W 1999 r. powstaje kolejna ocena. Rozpatruje już cztery warianty przebiegu obwodnicy, ale nie porównuje ich ze względu na zagrożone wyginięciem ptaki i ssaki, choć zajmuje się liczbą mrowisk.

W 2005 r. powstaje następna ocena. Tym razem dotyczy głównie ptaków, bo dolina już jest w specjalnym unijnym obszarze ochrony ptaków w Puszczy Augustowskiej. Do oceny dołączono szereg opinii, którymi dziś posługują się zwolennicy budowy obwodnicy przez Rospudę.

Tę ocenę odrzuciła Krajowa Komisja Ocen Oddziaływania na Środowisko, która jest ciałem doradczym ministra środowiska.

Dlaczego? Bo w ogóle nie analizuje wariantów trasy, a to od 2004 r. jest wymagane przez przepisy unijne. Ale nie to zastanawia najbardziej.
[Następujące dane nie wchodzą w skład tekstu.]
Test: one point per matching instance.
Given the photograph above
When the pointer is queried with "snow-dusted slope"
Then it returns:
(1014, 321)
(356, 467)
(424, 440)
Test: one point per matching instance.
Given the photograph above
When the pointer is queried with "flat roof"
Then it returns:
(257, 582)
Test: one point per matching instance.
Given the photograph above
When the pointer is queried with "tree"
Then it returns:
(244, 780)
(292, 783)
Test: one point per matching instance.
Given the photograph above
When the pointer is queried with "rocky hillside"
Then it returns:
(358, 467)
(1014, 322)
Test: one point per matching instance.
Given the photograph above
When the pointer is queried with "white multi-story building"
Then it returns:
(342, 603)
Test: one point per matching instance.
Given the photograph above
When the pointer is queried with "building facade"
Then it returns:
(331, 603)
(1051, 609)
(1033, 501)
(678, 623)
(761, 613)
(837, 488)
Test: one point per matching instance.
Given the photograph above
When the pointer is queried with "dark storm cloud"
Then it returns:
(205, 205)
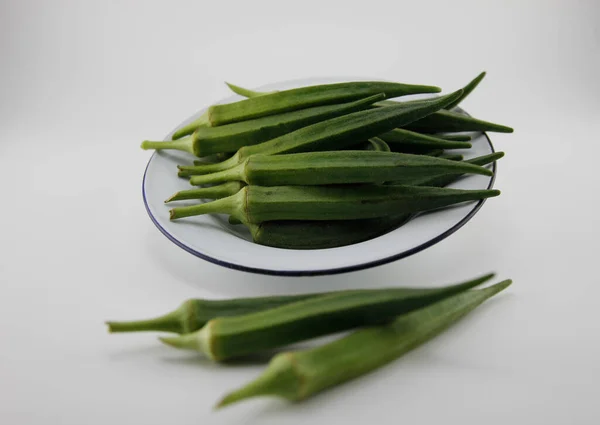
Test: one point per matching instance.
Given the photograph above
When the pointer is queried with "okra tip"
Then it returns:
(281, 378)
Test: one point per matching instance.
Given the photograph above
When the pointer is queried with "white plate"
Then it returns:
(211, 237)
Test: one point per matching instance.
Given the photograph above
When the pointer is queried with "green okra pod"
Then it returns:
(299, 98)
(193, 314)
(298, 375)
(337, 167)
(229, 138)
(225, 338)
(378, 145)
(213, 192)
(408, 141)
(255, 204)
(450, 121)
(333, 134)
(335, 233)
(466, 91)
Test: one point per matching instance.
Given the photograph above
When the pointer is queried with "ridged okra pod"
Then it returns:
(466, 90)
(451, 121)
(229, 138)
(298, 375)
(255, 204)
(334, 134)
(402, 140)
(337, 167)
(298, 98)
(193, 314)
(230, 337)
(335, 233)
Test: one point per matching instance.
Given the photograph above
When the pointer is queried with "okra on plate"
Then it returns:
(229, 138)
(333, 134)
(212, 192)
(337, 167)
(466, 90)
(255, 204)
(299, 98)
(297, 375)
(335, 233)
(225, 338)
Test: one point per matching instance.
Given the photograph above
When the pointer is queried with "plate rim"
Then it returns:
(332, 271)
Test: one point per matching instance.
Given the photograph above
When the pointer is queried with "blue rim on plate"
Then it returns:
(338, 270)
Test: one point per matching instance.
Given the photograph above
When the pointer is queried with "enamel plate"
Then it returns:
(212, 238)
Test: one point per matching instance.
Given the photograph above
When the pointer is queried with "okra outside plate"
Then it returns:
(212, 238)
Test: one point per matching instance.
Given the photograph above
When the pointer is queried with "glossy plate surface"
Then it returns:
(212, 238)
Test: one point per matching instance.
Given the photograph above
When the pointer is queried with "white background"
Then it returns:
(82, 83)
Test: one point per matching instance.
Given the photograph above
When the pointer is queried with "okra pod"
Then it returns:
(193, 314)
(408, 141)
(225, 338)
(466, 91)
(213, 192)
(378, 145)
(298, 375)
(299, 98)
(337, 167)
(229, 138)
(335, 233)
(255, 204)
(333, 134)
(450, 121)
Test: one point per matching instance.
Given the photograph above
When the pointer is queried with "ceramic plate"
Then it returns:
(212, 238)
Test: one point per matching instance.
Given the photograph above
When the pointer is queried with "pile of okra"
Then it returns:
(384, 324)
(329, 165)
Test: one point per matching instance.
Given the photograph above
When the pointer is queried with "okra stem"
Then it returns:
(233, 205)
(185, 144)
(246, 92)
(212, 192)
(193, 314)
(202, 121)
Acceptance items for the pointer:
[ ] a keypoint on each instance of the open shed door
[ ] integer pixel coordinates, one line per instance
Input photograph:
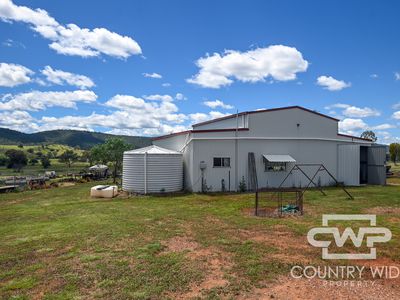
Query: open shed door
(376, 165)
(349, 164)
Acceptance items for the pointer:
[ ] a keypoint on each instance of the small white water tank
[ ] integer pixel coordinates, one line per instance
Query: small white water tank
(152, 170)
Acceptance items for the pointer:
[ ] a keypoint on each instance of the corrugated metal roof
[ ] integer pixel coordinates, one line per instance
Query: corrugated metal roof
(153, 149)
(279, 158)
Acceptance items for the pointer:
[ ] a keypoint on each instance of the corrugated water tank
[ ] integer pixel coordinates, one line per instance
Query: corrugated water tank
(152, 170)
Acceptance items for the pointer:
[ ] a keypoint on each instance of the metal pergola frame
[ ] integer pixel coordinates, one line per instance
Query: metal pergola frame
(297, 167)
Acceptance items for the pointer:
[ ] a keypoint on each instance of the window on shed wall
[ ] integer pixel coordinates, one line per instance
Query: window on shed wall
(222, 162)
(274, 166)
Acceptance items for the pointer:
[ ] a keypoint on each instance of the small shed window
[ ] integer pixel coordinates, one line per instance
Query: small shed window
(274, 166)
(222, 162)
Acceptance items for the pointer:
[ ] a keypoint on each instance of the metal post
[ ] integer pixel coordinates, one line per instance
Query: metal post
(256, 211)
(236, 152)
(304, 173)
(145, 172)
Pisana na zlecenie białostockiego oddziału Generalnej Dyrekcji Dróg Krajowych i Autostrad ocena znacznie różni się we wnioskach od materiału początkowego.
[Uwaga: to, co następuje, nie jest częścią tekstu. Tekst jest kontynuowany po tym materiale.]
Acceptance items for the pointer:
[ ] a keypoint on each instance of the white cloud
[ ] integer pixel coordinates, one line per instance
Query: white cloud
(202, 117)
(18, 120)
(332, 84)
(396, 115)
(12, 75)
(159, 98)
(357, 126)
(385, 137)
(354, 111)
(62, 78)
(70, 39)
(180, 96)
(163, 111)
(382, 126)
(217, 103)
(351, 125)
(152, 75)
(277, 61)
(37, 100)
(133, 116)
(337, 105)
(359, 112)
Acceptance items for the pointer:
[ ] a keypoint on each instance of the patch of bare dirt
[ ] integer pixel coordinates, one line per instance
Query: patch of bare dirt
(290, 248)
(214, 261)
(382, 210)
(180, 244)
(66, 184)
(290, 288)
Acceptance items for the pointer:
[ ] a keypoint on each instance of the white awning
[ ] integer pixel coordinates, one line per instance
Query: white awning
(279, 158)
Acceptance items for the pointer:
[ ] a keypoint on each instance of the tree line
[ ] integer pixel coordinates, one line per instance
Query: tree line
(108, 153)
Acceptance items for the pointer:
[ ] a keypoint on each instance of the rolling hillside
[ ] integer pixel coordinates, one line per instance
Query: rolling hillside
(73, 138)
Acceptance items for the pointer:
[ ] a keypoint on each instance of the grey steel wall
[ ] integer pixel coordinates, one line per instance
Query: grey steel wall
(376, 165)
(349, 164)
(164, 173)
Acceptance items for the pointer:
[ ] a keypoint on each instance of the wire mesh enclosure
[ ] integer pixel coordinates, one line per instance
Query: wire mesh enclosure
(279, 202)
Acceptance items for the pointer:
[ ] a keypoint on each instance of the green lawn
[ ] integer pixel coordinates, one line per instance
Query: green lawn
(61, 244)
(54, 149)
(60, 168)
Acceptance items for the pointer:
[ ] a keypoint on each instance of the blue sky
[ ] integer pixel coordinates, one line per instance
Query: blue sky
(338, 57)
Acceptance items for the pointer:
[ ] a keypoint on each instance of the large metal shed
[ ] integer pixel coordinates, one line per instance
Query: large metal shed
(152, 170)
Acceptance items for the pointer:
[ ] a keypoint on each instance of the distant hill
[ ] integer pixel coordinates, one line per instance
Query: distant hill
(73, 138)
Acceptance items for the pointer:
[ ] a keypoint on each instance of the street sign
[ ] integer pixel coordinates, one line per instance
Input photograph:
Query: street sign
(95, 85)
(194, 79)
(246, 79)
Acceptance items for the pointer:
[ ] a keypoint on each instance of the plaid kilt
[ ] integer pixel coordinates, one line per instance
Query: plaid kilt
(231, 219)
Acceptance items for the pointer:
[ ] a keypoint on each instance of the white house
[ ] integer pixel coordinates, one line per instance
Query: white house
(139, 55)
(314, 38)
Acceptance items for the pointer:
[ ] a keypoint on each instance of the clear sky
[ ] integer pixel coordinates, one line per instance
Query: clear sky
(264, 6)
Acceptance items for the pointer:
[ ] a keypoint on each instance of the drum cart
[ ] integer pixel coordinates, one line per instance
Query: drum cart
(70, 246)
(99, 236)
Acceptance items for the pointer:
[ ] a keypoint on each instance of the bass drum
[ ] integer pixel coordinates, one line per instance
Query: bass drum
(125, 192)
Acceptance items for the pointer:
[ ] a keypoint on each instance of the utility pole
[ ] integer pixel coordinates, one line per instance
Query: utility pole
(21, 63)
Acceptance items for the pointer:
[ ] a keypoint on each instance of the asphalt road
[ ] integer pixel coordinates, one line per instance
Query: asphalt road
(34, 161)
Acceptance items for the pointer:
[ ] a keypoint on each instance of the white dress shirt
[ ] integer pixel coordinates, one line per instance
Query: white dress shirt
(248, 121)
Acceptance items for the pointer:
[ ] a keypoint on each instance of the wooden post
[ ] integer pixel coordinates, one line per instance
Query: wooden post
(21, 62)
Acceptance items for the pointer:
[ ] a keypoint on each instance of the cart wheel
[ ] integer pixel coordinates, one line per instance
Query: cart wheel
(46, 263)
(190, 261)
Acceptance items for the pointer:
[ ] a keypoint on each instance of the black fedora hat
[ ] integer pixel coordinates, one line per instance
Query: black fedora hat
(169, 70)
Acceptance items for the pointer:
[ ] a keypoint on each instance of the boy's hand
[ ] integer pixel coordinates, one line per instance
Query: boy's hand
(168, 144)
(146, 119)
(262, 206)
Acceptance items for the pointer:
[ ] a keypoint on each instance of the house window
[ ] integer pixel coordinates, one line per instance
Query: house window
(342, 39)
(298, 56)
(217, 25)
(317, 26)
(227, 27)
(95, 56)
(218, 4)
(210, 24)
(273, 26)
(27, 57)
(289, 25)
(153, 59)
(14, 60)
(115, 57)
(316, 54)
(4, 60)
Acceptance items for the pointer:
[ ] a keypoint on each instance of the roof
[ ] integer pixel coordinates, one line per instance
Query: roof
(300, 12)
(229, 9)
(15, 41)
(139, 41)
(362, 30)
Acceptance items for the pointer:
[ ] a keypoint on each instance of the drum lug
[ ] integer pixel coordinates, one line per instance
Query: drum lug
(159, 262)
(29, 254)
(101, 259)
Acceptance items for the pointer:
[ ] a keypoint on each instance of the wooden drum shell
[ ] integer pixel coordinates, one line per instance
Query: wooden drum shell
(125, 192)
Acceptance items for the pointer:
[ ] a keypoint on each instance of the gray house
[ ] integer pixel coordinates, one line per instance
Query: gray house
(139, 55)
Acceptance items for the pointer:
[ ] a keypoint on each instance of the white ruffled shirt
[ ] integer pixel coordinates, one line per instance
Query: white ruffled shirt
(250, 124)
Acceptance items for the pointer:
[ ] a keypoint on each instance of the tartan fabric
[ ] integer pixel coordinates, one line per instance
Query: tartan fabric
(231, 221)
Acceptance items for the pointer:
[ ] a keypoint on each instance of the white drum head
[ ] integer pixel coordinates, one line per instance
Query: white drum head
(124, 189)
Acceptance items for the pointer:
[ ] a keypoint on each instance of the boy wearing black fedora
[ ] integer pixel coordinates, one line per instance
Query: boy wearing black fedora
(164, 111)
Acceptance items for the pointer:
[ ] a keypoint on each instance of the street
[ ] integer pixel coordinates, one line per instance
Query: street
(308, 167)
Powstała głównie na podstawie raportu dwóch znanych podlaskich ornitologów Eugeniusza Pugacewicza i Tomasza Tumiela. Ich raport kończył się słowami: "Straty w awifaunie, jakie spowoduje wybudowanie projektowanej obwodnicy, będą stanowczo zbyt duże, aby można je zaakceptować. Z ornitologicznego punktu widzenia prowadzenie tej drogi w tym miejscu jest absolutnie niedopuszczalne".

Tymczasem w ostatecznej wersji ocena, którą przedstawiła GDDKiA, podaje, ile ptaków może się wycofać, ale nie określa, czy to jest wpływ znaczący, czy nie.

Podobnie jest z załączonymi do oceny opiniami. Jedna z nich mówi, że nie wiadomo, jaki będzie wpływ drogi ekspresowej na ptaki. To kompromitujące dla jej autora, gdyż akurat na ten temat istnieje sporo publikacji naukowych.

Warto przypomnieć, że druzgocącą opinię na temat budowy drogi przez Dolinę Rospudy, i to dwukrotnie, wydała skupiająca wybitnych ekspertów Państwowa Rada Ochrony Przyrody. O tym jednak milczą autorytety, na które powołują się drogowcy.